27. A recombinant vector comprising the polynucleotide of claim 25.

28. A host cell comprising the polynucleotide of claim 25.

29. A host cell comprising the recombinant vector of claim 27.

30. A method of making a transgenic plant comprising: a genetic plant constructed with a nucleic acid comprising a polynucleotide of claim 1 encoding an isoprenoid-modifying enzyme, wherein the nucleic acid is expressed in a plant cell to produce the isoprenoid-modifying enzyme in the cell.

31. The method of claim 30, wherein the plant is a monocot.

32. The method of claim 30, wherein the plant is a dicot.

33. The method of claim 30, wherein the plant is tobacco.
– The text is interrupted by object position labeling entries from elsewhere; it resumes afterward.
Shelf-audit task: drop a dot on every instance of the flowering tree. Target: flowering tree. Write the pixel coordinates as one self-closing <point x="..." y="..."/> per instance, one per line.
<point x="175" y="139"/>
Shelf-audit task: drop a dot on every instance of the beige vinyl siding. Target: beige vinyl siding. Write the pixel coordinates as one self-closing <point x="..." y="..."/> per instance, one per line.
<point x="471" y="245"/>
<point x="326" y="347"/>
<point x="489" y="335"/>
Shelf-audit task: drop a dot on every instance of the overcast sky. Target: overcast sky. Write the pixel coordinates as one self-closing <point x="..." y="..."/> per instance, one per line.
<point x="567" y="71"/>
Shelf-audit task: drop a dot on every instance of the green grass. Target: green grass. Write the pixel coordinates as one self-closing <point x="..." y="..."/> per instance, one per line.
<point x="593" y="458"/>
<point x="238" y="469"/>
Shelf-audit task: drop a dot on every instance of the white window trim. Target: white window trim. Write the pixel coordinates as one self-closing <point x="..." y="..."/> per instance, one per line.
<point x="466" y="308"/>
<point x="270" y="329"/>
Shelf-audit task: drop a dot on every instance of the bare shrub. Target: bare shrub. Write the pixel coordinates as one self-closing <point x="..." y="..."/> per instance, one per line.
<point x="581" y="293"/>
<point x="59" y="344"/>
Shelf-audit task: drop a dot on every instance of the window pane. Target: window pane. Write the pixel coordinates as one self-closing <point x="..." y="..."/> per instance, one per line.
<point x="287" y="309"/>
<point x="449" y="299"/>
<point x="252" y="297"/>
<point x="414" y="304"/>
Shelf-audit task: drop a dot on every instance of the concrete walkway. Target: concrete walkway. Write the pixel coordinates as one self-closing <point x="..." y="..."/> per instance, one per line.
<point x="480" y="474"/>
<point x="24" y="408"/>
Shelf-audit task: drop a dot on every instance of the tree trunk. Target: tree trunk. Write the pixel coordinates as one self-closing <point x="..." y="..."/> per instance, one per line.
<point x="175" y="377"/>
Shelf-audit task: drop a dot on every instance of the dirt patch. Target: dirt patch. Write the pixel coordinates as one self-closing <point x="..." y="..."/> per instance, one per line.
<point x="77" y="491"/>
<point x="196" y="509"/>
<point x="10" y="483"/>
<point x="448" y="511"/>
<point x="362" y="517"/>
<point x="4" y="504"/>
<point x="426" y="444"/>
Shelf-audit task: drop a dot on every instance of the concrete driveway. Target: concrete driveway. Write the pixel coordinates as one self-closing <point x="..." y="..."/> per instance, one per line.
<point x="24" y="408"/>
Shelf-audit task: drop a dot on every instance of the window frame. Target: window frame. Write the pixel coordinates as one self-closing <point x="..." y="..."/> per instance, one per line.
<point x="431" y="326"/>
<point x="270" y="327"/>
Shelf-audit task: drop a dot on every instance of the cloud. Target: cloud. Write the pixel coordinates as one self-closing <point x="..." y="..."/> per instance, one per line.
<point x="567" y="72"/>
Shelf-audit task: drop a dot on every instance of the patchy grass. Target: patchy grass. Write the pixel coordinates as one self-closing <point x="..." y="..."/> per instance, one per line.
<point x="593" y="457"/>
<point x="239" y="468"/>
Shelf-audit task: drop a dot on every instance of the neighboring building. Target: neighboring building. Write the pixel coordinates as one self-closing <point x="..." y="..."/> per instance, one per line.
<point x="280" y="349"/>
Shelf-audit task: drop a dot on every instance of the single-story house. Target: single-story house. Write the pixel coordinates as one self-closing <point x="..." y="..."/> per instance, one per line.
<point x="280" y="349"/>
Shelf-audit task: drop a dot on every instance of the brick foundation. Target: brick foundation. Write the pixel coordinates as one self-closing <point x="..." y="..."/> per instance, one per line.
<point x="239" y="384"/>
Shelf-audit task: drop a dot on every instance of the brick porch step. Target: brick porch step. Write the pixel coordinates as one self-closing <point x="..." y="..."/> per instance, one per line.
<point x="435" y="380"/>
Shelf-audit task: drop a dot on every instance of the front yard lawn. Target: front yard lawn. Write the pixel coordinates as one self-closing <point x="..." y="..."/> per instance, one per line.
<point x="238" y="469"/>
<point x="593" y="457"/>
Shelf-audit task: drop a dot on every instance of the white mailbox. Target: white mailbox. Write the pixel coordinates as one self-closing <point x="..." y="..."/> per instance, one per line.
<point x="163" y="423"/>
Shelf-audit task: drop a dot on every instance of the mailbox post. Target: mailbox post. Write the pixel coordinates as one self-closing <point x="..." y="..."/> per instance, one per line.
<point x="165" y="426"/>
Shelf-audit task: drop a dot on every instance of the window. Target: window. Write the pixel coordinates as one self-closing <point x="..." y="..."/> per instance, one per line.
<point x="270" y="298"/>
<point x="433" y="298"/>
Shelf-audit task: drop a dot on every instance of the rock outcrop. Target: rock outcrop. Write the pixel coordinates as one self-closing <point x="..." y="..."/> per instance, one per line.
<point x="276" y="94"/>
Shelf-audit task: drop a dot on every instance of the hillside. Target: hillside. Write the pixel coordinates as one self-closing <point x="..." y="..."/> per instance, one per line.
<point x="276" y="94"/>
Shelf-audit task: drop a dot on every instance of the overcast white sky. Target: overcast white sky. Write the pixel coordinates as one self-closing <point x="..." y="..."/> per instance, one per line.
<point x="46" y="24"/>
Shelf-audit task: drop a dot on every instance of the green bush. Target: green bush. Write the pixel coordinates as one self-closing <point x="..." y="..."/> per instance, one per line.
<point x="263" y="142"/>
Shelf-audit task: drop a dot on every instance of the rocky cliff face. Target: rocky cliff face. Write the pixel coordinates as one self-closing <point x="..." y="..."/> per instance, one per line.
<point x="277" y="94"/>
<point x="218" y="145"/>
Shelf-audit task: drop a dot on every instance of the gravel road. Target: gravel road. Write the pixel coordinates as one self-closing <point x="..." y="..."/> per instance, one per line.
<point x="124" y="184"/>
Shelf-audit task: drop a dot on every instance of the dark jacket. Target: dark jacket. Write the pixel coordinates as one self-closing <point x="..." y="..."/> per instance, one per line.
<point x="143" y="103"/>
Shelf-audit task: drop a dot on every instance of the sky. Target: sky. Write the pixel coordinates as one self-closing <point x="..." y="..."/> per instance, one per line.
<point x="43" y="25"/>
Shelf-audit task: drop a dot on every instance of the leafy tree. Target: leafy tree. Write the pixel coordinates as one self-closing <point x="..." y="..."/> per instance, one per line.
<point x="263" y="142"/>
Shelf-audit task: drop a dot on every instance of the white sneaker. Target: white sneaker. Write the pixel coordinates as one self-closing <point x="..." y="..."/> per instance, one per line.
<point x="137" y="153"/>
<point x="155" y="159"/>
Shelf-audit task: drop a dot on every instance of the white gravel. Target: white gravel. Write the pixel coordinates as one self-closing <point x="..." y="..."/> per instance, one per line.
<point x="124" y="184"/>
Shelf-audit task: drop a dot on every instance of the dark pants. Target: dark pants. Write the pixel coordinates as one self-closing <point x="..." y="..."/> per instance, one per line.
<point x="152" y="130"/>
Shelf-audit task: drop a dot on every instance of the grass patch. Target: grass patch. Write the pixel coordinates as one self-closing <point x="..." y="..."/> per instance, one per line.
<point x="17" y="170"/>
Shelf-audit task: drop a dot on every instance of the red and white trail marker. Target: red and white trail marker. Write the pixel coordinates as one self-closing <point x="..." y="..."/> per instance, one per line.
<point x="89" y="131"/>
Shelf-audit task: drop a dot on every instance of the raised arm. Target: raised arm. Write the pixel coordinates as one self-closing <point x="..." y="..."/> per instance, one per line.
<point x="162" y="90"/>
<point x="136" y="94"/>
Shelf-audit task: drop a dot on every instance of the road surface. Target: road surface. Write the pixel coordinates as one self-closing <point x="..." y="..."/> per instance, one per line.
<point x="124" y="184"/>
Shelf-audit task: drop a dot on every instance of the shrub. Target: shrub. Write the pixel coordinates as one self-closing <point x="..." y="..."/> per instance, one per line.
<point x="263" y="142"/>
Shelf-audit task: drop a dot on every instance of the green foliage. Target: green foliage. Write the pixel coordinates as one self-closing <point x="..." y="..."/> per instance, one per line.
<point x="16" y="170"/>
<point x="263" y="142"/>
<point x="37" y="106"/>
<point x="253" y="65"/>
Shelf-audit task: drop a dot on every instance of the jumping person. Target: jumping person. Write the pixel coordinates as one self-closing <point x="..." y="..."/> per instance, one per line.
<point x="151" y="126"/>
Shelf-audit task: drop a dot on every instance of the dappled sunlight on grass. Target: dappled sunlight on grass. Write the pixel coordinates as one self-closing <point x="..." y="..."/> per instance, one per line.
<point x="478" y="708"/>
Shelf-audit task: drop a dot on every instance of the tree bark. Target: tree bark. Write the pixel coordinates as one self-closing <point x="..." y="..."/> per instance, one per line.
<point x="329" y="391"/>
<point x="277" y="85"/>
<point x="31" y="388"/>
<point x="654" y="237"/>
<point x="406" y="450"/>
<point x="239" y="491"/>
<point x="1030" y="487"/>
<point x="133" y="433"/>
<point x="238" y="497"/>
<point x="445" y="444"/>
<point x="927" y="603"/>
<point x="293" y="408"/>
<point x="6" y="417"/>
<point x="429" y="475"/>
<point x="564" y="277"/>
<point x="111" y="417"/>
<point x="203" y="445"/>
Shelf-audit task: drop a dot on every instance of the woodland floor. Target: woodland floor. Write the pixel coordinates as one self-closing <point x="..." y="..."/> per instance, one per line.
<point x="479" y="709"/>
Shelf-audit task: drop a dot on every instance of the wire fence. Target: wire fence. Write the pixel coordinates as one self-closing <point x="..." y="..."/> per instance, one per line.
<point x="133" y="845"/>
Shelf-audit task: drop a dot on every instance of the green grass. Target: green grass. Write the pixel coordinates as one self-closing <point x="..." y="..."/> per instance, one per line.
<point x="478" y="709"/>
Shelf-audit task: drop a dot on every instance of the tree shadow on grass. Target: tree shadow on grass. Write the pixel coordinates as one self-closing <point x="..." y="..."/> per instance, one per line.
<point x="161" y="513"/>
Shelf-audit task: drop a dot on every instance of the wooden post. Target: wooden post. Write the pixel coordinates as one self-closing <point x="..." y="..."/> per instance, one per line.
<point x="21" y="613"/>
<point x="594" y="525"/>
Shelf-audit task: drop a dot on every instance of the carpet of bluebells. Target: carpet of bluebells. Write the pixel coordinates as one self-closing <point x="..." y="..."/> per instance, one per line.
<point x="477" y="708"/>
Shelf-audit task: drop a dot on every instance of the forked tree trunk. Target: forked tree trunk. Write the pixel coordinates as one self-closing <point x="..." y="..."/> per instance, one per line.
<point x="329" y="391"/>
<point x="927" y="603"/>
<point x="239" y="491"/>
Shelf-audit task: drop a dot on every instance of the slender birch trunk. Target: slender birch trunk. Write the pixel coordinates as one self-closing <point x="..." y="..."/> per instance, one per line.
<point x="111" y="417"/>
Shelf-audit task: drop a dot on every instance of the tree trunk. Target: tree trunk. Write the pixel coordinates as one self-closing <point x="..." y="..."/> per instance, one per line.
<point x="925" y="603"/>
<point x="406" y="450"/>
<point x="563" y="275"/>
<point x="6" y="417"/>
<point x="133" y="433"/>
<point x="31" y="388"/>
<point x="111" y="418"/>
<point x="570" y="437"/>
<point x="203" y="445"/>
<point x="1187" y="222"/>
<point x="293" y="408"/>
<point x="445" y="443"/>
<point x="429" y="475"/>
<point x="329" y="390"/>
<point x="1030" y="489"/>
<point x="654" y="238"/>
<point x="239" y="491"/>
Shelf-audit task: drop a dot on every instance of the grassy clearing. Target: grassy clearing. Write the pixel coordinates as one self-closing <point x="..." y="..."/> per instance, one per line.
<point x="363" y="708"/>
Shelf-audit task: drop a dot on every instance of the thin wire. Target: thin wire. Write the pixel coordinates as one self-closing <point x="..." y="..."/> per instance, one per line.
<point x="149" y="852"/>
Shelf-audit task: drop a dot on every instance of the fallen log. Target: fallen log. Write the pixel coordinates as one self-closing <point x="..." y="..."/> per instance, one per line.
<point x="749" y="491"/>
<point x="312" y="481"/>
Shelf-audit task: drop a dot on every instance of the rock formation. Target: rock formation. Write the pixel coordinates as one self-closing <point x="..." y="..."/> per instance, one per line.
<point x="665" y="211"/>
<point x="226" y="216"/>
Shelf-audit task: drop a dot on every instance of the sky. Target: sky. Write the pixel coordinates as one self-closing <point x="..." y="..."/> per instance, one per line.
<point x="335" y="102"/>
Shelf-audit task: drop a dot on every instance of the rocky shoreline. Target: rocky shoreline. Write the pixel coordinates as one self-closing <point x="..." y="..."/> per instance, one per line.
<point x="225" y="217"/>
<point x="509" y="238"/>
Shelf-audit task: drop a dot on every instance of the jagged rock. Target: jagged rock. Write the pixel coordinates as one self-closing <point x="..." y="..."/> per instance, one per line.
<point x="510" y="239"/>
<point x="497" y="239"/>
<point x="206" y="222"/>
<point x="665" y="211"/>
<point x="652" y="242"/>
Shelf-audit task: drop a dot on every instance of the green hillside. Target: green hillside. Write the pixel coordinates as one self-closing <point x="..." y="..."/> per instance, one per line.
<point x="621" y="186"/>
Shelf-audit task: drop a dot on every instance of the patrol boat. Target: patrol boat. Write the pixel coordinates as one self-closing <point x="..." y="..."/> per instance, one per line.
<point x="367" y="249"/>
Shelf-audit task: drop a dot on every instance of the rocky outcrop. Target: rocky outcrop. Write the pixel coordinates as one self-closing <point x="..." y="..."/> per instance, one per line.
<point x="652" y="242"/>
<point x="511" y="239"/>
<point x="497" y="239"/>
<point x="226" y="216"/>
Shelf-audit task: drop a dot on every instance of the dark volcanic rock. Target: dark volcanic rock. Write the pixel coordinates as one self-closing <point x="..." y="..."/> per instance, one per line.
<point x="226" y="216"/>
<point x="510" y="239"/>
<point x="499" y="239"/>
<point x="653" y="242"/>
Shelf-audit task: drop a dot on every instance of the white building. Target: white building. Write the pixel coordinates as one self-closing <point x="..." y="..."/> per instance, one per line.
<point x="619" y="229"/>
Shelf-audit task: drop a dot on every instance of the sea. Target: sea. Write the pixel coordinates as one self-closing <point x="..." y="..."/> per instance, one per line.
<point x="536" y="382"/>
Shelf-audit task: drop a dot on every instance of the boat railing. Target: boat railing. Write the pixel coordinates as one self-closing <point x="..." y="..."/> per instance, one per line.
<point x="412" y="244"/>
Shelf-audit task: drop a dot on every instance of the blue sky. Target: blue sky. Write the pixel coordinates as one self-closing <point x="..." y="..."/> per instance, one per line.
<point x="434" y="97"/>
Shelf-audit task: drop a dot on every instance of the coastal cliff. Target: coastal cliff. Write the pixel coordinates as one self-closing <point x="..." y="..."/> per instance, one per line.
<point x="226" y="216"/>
34. The method of claim 30, wherein the nucleotide sequence encoding the isoprenoid-modifying enzyme is operably linked to a constitutive promoter.

35. The method of claim 30, wherein the nucleotide sequence encoding the isoprenoid-modifying enzyme is operably linked to an inducible promoter.

36. The method of claim 30, wherein the nucleotide sequence encoding the isoprenoid-modifying enzyme is operably linked to a tissue-specific promoter.

37. The method of claim 36, wherein the tissue-specific promoter is a trichome-specific promoter.

38. The method of claim 30, wherein the plant is artemisia annua.